Le complexe industriel du sauveur blanc dans la santé mondiale
Originally posted on March 11, 2020 in BMJ Global Health.
Authentifié par les anciens élèves de HEAL Anup Agarwal, Nadra Crawford, Viet Nguyen et Andrea Walker
La santé mondiale, autrefois un domaine obscur de pratique et de recherche, gagne rapidement en importance. De nombreux établissements de formation ont répondu à la forte demande d' »expérience » en matière de santé mondiale en proposant des incursions à court terme dans des lieux exotiques. Ce phénomène peut être dangereux, car il alimente ce que l’écrivain Teju Cole décrit comme le complexe industriel du sauveur blanc (WSIC). Teju Cole note que le WSIC « ne concerne pas la justice ». Il s’agit plutôt « d’une grande expérience émotionnelle qui valide le privilège ». Le terme « sauveur blanc » peut faire référence à toute personne ou groupe – quelle que soit sa race – qui possède un déséquilibre de pouvoir ou de privilège. Par exemple, les personnes non blanches peuvent perpétuer le WSIC par leur proximité avec la blancheur, le pouvoir ou les privilèges, car il s’appuie sur ces structures pour maintenir l’inégalité.

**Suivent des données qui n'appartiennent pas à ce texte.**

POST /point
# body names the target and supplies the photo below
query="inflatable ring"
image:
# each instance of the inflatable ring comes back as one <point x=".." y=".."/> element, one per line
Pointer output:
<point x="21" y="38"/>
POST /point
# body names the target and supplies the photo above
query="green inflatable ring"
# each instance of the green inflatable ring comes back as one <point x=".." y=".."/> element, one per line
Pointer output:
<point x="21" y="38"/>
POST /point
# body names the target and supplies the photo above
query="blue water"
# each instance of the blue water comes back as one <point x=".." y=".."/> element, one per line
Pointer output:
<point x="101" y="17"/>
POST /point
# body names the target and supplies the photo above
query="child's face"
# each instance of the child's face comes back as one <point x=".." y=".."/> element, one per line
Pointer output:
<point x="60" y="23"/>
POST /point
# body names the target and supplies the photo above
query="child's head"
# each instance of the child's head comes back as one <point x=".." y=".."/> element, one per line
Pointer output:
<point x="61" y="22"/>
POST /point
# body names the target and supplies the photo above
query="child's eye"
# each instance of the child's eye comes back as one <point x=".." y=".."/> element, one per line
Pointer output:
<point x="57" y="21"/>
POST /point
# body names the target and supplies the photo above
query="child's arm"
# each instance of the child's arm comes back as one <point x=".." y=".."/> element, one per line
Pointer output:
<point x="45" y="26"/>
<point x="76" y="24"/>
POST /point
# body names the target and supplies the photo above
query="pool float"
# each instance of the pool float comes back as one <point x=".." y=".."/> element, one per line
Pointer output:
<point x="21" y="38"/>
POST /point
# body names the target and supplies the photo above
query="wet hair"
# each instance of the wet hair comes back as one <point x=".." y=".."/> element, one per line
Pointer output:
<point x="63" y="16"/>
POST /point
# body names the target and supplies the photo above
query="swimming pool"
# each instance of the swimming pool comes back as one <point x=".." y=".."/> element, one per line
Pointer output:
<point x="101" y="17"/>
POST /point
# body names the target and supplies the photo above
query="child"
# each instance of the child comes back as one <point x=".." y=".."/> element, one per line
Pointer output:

Dans la pratique de la santé mondiale, ces personnes comprennent des étudiants, des chercheurs, des praticiens et des volontaires issus de milieux à fortes ressources (le Nord mondial) travaillant dans des zones généralement privées de ressources (le Sud mondial). Les exemples du CSIM dans le domaine de la santé mondiale peuvent être évidents. Beaucoup de ceux qui participent à ces expériences de santé mondiale ne sont souvent pas qualifiés pour travailler en toute sécurité dans des communautés vulnérables, mais le font quand même. Cependant, il existe de nombreux exemples qui ne sont pas aussi flagrants et qui n’entraînent pas nécessairement un préjudice physique direct. Par exemple, les personnes qui ont reçu une formation appropriée dans leur institution d’origine mais qui travaillent souvent à l’étranger sans avoir la même responsabilité que dans leur pays d’origine sont également complices de la SMIC. En plus de ces exemples évidents, il existe également de nombreux exemples plus subtils, mais tout aussi nuisibles, de WSIC qui ne sont souvent pas abordés par les praticiens et les institutions de santé mondiale.
Nous sommes des médecins en début de carrière qui, après avoir été formés aux États-Unis (É.-U.), ont effectué une bourse de santé mondiale en travaillant dans des communautés privées de ressources aux États-Unis et dans le Sud global. Nous décrivons ci-dessous nos expériences individuelles en Ouganda, en Inde et aux États-Unis afin d’illustrer la façon dont la pratique actuelle de la santé mondiale perpétue et alimente le CSIM ; des expériences qui sont souvent faussement qualifiées de « dilemmes éthiques » pendant la formation. Nous proposerons ensuite quelques solutions pour résoudre ces problèmes dans la formation et la pratique de la santé mondiale.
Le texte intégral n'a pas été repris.